Cloud Culture
[Translations: Japanese]
While there is only One Machine, there are many cloud computers. Each is a collective of computers acting as one computer. The Machine is the mega-cloud of all clouds. In a cloud world, all your work and data are stored on the web. For daily routines you are usually connected. Your devices are primarily gateways to the cloud. You do all your work on the web, using web-based applications. Common web apps are hosted email, Google Docs and Calendar, Facebook, Flickr, and most social network sites. Most importantly clouds should be invisible. You should not be aware that your music, or term papers, or shopping cart is stored on a distributed server farm. It should feel like all this info and activity is on your pod.

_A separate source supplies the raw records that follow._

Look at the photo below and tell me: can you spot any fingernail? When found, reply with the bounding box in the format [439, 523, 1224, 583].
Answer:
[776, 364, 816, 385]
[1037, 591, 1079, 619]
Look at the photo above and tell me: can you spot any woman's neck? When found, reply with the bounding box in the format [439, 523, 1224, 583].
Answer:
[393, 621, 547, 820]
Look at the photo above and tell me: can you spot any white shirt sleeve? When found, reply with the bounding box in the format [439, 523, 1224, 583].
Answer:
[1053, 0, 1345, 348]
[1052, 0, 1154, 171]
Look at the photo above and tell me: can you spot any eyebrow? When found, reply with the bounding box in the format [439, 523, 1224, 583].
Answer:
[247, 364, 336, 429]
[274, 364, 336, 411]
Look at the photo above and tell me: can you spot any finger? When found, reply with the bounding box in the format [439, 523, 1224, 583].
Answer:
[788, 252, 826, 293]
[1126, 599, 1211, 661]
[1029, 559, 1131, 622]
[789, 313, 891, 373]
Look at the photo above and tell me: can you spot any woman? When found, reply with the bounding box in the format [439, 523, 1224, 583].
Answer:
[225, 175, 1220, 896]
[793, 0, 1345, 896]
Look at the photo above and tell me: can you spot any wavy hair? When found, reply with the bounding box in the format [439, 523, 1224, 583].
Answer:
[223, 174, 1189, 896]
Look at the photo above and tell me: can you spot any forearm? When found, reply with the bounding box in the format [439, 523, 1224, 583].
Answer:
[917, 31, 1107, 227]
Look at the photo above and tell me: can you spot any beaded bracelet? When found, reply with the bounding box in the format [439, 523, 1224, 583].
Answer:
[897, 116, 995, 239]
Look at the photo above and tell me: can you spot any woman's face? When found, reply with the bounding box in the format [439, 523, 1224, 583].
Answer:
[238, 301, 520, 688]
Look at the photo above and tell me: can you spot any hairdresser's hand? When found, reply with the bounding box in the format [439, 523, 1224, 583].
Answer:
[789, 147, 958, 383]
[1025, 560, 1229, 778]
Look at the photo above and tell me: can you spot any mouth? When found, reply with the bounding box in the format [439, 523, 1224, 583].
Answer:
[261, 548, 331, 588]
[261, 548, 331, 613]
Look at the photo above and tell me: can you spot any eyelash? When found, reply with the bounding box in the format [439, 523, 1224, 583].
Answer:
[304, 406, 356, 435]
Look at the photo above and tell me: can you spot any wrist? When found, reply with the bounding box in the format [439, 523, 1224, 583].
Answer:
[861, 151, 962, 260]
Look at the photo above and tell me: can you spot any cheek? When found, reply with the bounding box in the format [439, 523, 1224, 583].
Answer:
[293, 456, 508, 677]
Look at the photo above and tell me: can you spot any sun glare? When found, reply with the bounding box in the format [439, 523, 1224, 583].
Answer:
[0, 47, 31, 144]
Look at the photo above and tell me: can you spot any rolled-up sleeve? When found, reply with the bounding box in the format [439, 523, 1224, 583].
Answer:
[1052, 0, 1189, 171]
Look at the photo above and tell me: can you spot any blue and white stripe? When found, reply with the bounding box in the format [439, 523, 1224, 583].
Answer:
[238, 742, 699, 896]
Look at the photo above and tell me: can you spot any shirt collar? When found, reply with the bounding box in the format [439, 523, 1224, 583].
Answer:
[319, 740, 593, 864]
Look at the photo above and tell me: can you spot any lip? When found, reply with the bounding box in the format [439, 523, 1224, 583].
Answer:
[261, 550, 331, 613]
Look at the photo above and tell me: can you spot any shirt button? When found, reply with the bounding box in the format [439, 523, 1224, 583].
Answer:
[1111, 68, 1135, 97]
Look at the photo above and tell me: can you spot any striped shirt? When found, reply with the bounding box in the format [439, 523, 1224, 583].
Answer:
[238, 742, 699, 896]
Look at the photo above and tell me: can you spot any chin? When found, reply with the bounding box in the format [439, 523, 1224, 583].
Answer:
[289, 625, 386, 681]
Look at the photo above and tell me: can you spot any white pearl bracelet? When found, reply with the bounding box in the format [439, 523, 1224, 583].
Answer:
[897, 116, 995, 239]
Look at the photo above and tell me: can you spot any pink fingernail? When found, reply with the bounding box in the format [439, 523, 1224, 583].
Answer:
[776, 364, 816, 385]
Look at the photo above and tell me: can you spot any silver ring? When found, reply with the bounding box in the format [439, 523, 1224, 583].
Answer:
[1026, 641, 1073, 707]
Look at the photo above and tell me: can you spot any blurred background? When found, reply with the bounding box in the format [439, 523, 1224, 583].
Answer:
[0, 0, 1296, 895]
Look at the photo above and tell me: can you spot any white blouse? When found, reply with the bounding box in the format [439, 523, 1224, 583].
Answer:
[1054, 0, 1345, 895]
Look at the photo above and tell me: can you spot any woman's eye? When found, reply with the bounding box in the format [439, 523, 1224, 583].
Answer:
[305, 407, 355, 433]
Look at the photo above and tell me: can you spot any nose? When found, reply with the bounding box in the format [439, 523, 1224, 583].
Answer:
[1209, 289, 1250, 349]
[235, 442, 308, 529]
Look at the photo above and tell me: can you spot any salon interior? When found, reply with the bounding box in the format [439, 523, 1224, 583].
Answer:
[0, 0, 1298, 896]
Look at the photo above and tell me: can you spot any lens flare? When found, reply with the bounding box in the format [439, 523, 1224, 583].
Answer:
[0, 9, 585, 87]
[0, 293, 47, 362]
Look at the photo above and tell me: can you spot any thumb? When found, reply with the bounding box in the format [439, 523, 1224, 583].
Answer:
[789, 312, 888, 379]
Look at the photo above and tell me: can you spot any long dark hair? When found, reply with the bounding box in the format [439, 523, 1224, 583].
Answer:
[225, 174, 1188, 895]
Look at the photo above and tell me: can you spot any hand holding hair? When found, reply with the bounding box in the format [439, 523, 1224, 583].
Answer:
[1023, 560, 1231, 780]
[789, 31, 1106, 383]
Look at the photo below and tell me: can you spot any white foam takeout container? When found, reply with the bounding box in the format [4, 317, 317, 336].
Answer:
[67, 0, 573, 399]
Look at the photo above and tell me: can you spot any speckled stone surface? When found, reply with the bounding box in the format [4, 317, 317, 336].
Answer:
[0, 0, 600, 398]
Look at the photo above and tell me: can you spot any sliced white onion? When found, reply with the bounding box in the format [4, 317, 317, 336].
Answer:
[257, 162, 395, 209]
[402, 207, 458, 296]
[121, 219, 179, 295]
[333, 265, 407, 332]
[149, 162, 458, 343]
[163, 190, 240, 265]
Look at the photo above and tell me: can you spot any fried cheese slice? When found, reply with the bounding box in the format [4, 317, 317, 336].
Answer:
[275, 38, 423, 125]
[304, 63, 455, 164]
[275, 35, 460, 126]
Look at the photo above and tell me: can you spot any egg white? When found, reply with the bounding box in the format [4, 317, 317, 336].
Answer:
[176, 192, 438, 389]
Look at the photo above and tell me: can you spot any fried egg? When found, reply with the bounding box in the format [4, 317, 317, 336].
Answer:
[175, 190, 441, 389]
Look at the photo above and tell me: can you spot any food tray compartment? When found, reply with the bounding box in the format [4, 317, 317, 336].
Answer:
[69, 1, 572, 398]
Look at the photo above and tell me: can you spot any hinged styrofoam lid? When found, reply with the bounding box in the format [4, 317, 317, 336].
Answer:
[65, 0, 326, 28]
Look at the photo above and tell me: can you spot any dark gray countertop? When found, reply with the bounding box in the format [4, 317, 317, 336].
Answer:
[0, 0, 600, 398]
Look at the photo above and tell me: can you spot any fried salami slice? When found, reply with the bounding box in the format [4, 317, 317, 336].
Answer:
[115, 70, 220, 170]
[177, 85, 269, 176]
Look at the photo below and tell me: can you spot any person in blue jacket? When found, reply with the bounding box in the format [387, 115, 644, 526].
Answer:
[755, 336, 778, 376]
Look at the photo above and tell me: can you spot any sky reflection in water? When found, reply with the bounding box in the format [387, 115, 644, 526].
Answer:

In fact, that is apparently what happens. According the just-released Pew Internet & American Life Project report on Use of Cloud Computing (PDF), two thirds of Americans online use cloud applications, even though very few of us are aware of it.
Sixty nine percent of online Americans use cloud computing in some form, with the largest usage seen for webmail (56 percent of respondents) and personal photo storage (34 percent).
It is easy to imagine moving a lot more of our informational activities to the cloud. If we migrate entirely to the cloud, what will life on the cloud feel like? How will our behavior change if this migration really is as invisible as it is suppose to be? How will cloudiness change us?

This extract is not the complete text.